Mr. Ibrahima Dubréka
Mr. Ibrahima Dubréka

Le souvenir d’une jeunesse martyrisée, abandonnée à elle-même, d’une jeunesse… sacrifiée ! Guineematin.com vous propose ce témoignage pathétique, poignant et ce cri de cœur et d’appel à la responsabilité du doyen Ibrahima Dubréka

Il est important d’en parler. C’est une bande de terre de 85 mètres de long sur 4 mètres de large devant, c’est une impasse car il  existe une mosaïque  de concessions qui  bloque le passage. Elle longe la clôture de la grande gare routière de Bambéto, côté Ouest. Le nom, ‘’Couloir de la mort ‘’ a été donné à cet espace par les jeunes manifestants lors des nombreuses marches dites pacifiques de l’opposition. Ils s’en servent comme échappatoire quand ils sont attaqués par les agents des forces de l’ordre à Bambéto. Ils escaladent les clôtures  des concessions voisines à la gare routière pour trouver refuge ailleurs. Parfois, ils sont pris entre deux feux des agents de la sécurité. Par conséquent, ils font les frais de l’attaque policière. A cet endroit précis, les marches de l’opposition ont enregistré assez de victimes qui, par bastonnade, qui, par gaz lacrymogène ou par fusillade à balles réelles.
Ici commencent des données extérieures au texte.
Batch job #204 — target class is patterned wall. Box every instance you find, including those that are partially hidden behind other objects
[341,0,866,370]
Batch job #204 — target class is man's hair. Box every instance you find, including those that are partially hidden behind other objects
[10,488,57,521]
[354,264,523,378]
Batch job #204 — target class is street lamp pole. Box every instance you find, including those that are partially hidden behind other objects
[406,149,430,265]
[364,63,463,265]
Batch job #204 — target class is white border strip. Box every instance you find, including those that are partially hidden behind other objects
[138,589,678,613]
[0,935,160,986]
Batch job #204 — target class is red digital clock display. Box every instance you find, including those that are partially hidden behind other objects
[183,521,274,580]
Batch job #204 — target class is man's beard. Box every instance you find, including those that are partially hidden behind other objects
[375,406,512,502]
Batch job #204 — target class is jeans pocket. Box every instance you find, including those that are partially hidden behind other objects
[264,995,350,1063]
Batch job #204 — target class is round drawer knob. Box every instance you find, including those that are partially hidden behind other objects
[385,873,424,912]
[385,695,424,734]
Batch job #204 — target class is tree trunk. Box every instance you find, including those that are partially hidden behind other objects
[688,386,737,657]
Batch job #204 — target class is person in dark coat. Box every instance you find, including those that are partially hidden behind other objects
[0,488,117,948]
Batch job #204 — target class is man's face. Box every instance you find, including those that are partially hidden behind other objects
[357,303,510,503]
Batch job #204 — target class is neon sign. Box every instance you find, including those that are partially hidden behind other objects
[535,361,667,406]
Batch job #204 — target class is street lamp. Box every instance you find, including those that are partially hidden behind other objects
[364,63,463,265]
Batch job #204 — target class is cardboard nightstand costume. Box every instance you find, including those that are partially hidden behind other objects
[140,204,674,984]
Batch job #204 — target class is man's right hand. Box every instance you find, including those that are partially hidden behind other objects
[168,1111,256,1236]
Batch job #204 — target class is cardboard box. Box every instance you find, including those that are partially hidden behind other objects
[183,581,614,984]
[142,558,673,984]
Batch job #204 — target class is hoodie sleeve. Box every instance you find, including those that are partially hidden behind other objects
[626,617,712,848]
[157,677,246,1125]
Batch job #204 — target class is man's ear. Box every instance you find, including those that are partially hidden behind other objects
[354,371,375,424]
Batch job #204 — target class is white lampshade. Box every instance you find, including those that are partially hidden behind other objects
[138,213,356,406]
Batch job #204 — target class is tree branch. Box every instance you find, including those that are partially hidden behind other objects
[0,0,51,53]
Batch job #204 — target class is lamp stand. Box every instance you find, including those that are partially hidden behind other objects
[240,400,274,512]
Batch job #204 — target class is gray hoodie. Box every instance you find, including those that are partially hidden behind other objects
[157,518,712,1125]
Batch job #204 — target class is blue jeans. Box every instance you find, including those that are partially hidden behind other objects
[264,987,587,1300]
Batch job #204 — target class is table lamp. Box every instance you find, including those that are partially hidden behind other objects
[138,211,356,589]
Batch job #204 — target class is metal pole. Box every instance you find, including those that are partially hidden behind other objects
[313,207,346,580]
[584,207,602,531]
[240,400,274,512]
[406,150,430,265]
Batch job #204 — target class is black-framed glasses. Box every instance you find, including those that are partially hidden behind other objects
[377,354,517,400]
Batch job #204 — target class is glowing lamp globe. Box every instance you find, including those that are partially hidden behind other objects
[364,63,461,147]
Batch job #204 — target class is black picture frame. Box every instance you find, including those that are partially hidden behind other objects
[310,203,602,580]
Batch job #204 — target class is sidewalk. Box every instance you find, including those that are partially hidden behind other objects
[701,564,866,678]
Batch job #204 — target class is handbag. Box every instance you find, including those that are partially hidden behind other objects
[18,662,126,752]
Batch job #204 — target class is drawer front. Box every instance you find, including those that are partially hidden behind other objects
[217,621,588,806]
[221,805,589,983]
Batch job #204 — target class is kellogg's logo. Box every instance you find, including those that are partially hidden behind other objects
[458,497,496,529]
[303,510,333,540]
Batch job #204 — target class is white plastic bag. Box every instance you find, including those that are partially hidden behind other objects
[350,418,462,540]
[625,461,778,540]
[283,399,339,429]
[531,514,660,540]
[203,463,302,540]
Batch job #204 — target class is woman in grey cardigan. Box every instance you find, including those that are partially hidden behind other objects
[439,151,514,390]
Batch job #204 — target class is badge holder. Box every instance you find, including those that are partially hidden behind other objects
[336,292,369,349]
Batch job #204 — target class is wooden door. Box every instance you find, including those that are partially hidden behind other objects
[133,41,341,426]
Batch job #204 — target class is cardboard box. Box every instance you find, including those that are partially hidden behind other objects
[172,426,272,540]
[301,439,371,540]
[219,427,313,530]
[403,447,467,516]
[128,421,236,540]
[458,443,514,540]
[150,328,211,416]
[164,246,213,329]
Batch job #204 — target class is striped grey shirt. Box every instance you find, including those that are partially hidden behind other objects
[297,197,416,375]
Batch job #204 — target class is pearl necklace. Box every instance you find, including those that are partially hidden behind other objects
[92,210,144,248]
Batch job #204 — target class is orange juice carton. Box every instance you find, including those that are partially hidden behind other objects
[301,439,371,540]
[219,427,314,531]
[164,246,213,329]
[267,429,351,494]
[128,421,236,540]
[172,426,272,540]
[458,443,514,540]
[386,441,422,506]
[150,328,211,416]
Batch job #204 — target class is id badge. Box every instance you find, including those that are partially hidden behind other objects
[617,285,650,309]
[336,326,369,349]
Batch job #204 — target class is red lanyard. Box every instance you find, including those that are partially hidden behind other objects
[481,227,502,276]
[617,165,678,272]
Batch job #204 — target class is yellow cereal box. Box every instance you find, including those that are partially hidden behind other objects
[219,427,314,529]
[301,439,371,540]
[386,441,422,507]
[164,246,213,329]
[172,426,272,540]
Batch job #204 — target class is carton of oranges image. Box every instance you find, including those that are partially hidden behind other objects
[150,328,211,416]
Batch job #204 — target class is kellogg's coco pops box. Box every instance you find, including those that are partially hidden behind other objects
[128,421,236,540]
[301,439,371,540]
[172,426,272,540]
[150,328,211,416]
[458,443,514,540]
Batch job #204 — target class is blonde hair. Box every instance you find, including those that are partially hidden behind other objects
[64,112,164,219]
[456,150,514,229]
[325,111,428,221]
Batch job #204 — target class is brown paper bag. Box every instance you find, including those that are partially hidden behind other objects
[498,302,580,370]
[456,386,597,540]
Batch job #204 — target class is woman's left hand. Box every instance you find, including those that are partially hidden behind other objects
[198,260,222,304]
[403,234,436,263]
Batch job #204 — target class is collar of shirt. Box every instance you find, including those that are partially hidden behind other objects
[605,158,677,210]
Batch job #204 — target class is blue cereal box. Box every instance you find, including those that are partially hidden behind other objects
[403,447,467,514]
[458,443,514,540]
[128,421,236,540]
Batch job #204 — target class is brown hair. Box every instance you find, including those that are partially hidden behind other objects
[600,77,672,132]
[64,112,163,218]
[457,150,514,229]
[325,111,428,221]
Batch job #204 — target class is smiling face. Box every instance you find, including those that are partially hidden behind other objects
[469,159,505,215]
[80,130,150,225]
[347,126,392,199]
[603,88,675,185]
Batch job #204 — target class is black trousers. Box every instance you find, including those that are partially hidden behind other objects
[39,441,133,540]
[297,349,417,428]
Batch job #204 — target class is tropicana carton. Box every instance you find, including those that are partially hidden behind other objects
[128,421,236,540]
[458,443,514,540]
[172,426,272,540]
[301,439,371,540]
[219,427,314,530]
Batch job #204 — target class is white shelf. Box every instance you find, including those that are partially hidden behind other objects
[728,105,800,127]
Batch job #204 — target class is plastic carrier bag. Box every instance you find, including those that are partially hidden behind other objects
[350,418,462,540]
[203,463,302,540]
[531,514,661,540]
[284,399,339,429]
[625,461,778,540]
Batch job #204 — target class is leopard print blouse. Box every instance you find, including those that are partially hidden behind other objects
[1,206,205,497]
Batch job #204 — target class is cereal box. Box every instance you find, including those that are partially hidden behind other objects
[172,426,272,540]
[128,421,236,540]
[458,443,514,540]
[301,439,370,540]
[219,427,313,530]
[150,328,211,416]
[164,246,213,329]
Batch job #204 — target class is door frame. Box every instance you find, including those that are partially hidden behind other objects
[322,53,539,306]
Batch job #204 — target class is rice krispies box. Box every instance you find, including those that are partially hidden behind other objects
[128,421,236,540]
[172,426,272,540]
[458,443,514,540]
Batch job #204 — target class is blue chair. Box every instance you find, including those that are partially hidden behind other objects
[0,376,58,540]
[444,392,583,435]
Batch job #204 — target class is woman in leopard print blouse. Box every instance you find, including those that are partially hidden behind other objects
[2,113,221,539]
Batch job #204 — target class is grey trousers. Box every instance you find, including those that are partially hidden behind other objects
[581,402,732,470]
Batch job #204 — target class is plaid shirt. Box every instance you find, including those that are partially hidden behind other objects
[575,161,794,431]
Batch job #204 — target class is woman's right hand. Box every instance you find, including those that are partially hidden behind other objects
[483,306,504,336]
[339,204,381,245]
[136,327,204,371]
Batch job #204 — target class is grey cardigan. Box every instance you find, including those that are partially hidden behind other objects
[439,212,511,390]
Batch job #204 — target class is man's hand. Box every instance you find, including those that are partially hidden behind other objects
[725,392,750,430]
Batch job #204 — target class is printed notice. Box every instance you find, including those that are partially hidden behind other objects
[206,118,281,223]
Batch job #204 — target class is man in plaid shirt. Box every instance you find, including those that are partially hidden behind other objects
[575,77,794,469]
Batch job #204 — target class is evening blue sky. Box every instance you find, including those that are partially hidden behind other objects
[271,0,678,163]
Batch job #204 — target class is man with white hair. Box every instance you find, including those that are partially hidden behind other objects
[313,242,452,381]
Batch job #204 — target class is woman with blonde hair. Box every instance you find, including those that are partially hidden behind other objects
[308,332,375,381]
Certains jeunes manifestants pris lors des marches pacifiques, sont embarqués dans des camions de la police par leurs agresseurs pour des destinations diverses, parfois inconnues. Après chaque marche pacifique de l’opposition, Bambéto et les périphéries sont envahis   par les agents de ‘’l’insécurité ‘’ haineux et barbares. Les paisibles citoyens sont molestés ; les femmes et leurs filles sont violées ; les marmites des dames sont renversées ; parfois emportées avec leurs contenus ; des personnes innocentes sont grièvement blessées et parfois atteintes de balles réelles ; les injures éhontées sont prononcées par les agents à l’encontre des membres d’une ethnie, particulièrement prise pour cible… Quelle honte pour une nation qui se veut démocratique et paisible !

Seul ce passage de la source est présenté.